La locandina dell’evento

La prima edizione del Torino Jazz Festival Piemonte prosegue con un ricco weekend di appuntamenti sparsi sul territorio regionale. La manifestazione che nasce dalla collaborazione tra la Fondazione Piemonte dal Vivo e la Città di Torino con il suo Torino Jazz Festival ha l’intento di valorizzare quanto i jazz club e le rassegne locali già realizzano per vivacizzare la proposta culturale e per coinvolgere sempre più partecipanti.
Frankie hi-nrg mc & AljazZeera sono oggi i protagonisti al Toselli di Cuneo di una serata dalle forti contaminazioni musicali in cui si mescolano rap e jazz-rock. Una band diversamente jazz incontra un pioniere del rap per un viaggio fatto di contaminazioni musicali, dissonanze in rima, cortocircuiti geografici.
Venerdì 29 marzo il Teatro Sociale di Valenza (AL) ospita la tromba di Fabrizio Bosso e il Guidi American Quintet: Giovanni Guidi, pianista per anni alla corte di Enrico Rava, e Fabrizio Bosso, trombettista ai vertici mondiali si incontrano durante l’estate 2017 ad Umbria Jazz e decidono di unire le loro forze in un’idea che li spinga ad oltrepassare i confini della loro personale ricerca musicale. Con questo intento coinvolgono nel gruppo tre talenti indiscussi del jazz newyorchese: Aaron Burnett, sax tenore, Dezron Douglas, contrabbassista, e Joe Dyson, tra i più richiesti giovani batteristi oggi in circolazione. Il nome del gruppo, Not a what, si ispira ad una frase del grande Bill Evans “jazz is not a what, it is a how”.

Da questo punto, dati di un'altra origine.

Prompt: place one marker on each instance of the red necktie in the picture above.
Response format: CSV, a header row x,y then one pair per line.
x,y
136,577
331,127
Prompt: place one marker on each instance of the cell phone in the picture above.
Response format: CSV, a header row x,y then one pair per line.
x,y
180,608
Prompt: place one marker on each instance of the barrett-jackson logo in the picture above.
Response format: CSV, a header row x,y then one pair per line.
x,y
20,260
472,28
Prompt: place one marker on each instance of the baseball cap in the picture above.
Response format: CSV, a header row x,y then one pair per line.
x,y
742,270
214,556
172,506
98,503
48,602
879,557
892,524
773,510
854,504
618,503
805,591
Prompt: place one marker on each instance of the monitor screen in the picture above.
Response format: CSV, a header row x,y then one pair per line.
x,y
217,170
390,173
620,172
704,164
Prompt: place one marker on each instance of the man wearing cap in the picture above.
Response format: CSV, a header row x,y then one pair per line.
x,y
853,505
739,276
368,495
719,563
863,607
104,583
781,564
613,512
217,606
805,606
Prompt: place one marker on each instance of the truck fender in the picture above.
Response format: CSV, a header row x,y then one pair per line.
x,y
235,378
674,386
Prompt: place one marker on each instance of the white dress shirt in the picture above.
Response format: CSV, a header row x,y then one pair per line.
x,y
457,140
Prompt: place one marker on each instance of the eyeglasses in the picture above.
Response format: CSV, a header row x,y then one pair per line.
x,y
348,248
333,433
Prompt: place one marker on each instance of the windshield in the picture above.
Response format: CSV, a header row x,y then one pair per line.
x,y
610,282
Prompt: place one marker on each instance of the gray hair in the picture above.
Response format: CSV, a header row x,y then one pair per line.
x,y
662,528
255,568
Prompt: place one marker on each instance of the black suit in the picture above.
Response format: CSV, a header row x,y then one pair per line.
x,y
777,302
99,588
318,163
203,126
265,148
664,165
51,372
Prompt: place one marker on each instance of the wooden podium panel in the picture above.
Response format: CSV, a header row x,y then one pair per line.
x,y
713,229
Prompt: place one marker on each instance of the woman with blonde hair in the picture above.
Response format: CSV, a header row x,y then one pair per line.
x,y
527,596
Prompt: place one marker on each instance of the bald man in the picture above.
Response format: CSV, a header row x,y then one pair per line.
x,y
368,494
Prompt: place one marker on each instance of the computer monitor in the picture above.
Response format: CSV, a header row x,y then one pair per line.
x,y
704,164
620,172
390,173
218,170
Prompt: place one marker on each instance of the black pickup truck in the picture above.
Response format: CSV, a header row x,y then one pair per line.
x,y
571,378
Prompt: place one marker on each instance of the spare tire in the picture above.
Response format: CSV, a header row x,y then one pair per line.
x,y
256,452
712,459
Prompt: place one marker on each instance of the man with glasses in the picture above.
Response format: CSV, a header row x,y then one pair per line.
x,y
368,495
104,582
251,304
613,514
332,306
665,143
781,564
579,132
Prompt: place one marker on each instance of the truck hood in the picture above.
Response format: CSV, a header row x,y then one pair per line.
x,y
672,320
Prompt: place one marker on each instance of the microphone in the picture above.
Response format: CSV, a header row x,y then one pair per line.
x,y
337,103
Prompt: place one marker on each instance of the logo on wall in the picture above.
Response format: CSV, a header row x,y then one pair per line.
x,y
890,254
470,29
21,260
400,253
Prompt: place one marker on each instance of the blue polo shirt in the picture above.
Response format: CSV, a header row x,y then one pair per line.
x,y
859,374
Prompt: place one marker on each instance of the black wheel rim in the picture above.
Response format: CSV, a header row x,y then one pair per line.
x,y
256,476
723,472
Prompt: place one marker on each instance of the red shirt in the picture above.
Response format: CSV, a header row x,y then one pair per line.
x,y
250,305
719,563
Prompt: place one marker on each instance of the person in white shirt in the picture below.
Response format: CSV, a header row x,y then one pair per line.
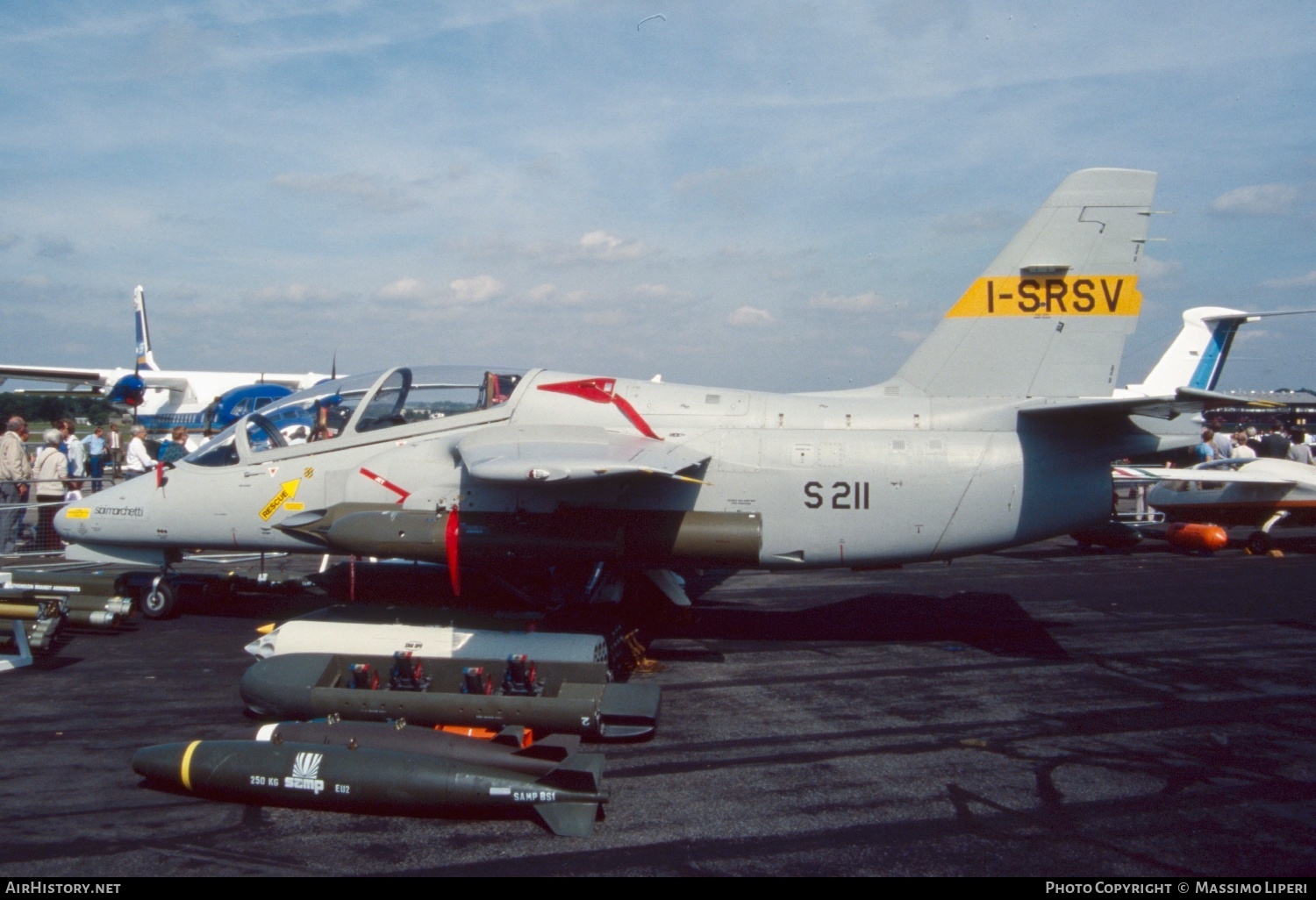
x,y
1241,449
137,461
76,453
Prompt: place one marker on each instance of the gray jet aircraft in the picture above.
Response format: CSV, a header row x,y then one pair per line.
x,y
999,431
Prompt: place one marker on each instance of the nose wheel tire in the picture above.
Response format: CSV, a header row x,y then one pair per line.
x,y
160,600
1260,544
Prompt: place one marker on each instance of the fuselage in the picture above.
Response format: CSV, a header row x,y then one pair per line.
x,y
862,478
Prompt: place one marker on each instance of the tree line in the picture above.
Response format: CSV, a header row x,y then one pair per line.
x,y
47,408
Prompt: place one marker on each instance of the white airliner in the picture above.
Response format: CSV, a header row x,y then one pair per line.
x,y
163,399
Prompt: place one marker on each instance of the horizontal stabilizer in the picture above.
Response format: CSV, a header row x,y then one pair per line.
x,y
50,374
558,453
1186,400
569,818
1240,475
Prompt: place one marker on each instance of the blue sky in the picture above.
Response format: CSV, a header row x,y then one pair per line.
x,y
765,195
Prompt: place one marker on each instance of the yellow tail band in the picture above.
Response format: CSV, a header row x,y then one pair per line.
x,y
1050,295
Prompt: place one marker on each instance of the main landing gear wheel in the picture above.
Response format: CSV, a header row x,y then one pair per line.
x,y
160,600
1260,544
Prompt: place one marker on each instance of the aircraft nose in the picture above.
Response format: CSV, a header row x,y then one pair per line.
x,y
107,512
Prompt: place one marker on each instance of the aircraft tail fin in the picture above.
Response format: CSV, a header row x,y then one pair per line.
x,y
1198,354
145,358
1049,316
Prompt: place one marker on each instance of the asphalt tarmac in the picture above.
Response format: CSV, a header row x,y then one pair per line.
x,y
1028,712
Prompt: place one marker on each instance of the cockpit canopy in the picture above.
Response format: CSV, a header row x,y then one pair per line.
x,y
361,403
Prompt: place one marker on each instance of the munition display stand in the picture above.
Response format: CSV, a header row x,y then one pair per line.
x,y
20,639
573,697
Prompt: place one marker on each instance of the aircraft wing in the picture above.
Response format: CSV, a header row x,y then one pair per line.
x,y
163,382
558,453
1208,475
95,376
1184,400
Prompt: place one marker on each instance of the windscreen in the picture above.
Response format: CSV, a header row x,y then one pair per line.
x,y
408,395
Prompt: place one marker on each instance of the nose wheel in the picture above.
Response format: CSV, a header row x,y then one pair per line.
x,y
160,600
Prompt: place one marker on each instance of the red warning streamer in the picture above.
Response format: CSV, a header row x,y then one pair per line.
x,y
452,544
383,482
602,389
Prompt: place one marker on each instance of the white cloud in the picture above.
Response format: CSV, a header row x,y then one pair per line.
x,y
600,245
1302,281
982,221
542,292
295,294
1257,200
365,189
855,303
476,289
407,289
654,291
750,318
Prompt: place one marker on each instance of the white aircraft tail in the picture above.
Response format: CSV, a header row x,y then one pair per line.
x,y
1050,313
1198,354
145,358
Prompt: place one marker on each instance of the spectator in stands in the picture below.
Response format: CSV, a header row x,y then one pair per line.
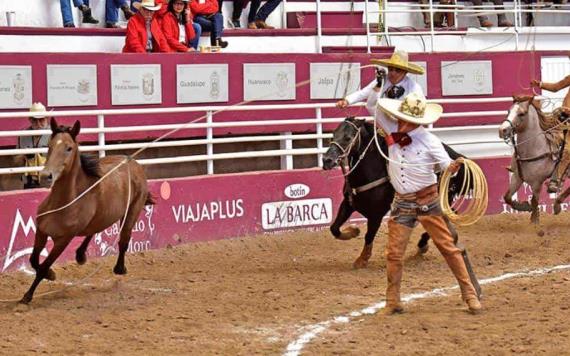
x,y
181,33
257,16
82,5
207,16
112,12
38,122
144,33
501,18
443,18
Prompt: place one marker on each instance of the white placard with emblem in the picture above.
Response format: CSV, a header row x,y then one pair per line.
x,y
467,78
334,80
72,85
15,87
136,84
201,83
420,79
274,81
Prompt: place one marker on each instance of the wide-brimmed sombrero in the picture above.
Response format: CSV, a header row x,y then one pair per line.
x,y
37,107
399,60
413,108
147,4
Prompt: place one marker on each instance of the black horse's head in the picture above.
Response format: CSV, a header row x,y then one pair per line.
x,y
346,138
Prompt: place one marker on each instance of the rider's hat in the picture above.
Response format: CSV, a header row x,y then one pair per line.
x,y
399,60
413,108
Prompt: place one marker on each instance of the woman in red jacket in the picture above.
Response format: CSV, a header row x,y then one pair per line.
x,y
143,24
207,16
181,34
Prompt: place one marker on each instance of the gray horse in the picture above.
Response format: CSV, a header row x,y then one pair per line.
x,y
533,159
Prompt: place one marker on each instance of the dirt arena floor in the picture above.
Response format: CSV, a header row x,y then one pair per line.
x,y
257,295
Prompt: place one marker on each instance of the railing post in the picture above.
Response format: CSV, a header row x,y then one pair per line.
x,y
319,117
431,25
319,29
287,159
101,135
210,146
367,26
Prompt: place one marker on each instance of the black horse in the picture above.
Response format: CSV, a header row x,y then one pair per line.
x,y
367,189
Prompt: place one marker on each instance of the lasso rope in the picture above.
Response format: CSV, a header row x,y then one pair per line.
x,y
458,212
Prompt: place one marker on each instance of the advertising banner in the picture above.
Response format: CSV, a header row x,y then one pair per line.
x,y
274,81
72,85
201,83
15,87
136,84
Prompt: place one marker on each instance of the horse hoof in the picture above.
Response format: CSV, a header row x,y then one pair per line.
x,y
422,250
51,276
81,259
26,299
349,233
360,263
121,270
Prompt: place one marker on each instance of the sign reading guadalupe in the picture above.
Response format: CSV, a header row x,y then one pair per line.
x,y
15,87
334,80
136,84
201,83
72,85
275,81
467,78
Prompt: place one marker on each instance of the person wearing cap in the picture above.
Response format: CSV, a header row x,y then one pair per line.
x,y
112,12
413,151
38,122
144,32
563,113
181,33
396,84
206,14
82,5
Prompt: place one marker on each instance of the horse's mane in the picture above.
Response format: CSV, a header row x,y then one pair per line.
x,y
546,120
90,165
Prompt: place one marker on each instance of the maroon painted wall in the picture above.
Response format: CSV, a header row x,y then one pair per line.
x,y
217,207
511,74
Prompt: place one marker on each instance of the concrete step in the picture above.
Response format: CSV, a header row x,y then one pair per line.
x,y
329,19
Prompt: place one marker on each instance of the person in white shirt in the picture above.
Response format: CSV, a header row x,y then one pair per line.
x,y
413,151
397,83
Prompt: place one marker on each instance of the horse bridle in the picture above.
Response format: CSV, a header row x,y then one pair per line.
x,y
513,142
346,151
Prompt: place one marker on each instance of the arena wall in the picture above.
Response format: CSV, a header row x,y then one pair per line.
x,y
217,207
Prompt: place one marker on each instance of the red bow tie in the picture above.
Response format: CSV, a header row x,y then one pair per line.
x,y
401,138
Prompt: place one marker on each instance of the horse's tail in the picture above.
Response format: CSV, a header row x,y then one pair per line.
x,y
149,199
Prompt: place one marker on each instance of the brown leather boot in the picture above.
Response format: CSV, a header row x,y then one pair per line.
x,y
437,228
261,24
398,236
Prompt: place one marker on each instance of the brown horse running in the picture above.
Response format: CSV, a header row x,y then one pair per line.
x,y
72,174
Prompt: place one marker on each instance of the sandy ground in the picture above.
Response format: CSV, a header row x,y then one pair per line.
x,y
256,295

Infine, sempre venerdì 29 marzo, il Diqui di Vercelli apre il suo spazio al trio Noborder con Petrella, Cappellato e Ranghino. Un progetto speciale, nato dall’incontro di tre visioni e sensibilità diverse, tre modi di vivere e interpretare il quotidiano sotto il segno della musica. Un suono ancestrale immerso nella sperimentazione tra ritmo e armonia alla ricerca di nuove soluzioni e traiettorie. Un linguaggio che promuove l’abbattimento di genere, facendo del crossover fra diverse estetiche e ispirazioni il suono del contemporaneo.